Only last year, the wife of a well-known politician became lost in the catacombs and fell down a shaft. Her pitiful wailing had only added to the atmosphere, but by the time the team had located her, she was so badly injured that she’d died before they could get her up to the surface. Then, and rather more recently, there was one of the Sibyl’s lovers, who, when discarded, had threatened to expose to the Emperor the hokum they practised, and unfortunately had had to be strangled.

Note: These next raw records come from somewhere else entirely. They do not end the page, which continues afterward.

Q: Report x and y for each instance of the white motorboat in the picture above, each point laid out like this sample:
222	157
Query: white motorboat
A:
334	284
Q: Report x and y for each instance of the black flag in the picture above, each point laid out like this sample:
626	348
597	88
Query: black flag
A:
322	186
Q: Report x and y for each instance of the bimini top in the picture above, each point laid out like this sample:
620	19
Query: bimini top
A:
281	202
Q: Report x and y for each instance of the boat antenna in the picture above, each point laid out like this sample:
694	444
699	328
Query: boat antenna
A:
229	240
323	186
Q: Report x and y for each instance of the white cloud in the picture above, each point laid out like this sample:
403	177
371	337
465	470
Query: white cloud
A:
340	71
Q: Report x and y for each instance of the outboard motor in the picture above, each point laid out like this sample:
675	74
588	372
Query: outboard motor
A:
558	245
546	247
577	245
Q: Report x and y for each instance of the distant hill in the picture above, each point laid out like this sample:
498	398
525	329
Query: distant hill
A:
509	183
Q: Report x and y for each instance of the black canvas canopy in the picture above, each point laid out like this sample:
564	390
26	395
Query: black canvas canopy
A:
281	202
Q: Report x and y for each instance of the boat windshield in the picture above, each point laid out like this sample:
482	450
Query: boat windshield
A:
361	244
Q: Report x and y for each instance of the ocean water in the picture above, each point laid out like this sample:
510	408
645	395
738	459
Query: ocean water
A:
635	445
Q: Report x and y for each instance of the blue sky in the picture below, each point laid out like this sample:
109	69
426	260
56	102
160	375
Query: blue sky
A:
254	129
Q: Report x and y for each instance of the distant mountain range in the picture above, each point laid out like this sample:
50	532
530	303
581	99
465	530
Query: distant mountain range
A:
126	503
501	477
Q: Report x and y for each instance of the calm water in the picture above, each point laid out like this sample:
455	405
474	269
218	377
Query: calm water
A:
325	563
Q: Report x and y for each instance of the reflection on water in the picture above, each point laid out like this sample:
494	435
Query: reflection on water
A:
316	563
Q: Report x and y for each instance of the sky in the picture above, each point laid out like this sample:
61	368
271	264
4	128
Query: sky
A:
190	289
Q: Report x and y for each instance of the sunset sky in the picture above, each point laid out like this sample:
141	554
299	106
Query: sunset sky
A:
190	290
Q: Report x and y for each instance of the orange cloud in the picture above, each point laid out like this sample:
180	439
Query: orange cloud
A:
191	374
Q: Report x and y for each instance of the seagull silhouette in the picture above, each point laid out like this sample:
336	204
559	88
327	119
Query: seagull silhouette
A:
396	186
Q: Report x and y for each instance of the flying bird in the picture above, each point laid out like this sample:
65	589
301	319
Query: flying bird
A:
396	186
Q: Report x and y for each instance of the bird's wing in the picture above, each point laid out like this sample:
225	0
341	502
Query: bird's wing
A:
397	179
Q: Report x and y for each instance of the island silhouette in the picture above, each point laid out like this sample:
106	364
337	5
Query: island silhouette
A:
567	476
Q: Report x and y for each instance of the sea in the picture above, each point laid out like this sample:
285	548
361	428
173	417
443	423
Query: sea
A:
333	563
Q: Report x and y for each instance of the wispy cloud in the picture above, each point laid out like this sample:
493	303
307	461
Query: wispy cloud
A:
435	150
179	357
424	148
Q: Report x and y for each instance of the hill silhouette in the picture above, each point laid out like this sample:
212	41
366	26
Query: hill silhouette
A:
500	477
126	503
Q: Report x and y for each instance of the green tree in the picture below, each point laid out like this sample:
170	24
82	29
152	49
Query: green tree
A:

‘Not so expensive,’ the priest corrected. ‘Remember, an awful lot don’t come out anyway.’
He’d lost track of the poor sods who were so keen to speak to their ancestors that they’d tried swimming what they thought was the Styx, only to drown as the underground river sucked them under before disappearing in swirls back into the rock. Or those who came here for the express purpose of joining their loved ones. Once they were convinced there really was life after death, they’d stab themselves, fall on their swords, slash their wrists-and in such quantities that each Seeker of Destiny was now searched for concealed weaponry.
Death, however, accounted for only a small percentage of mishaps. Far more visitors became so traumatized by the experience, succumbing to claustrophobia and worse, that they suffered a complete mental collapse. Many more fell victim to the effects of ingesting a cocktail of henbane, belladonna, hellebore and poppy seeds which was fed them. Consulting the Oracle was a dangerous business.
None of which, the priest reflected cheerfully, led to adverse publicity! Disappearances and breakdowns only added to Cumae’s mystique, corroborating the Sibyl’s power to summon the dead. After all, it wouldn’t do for Hades to become a place which was not to be feared.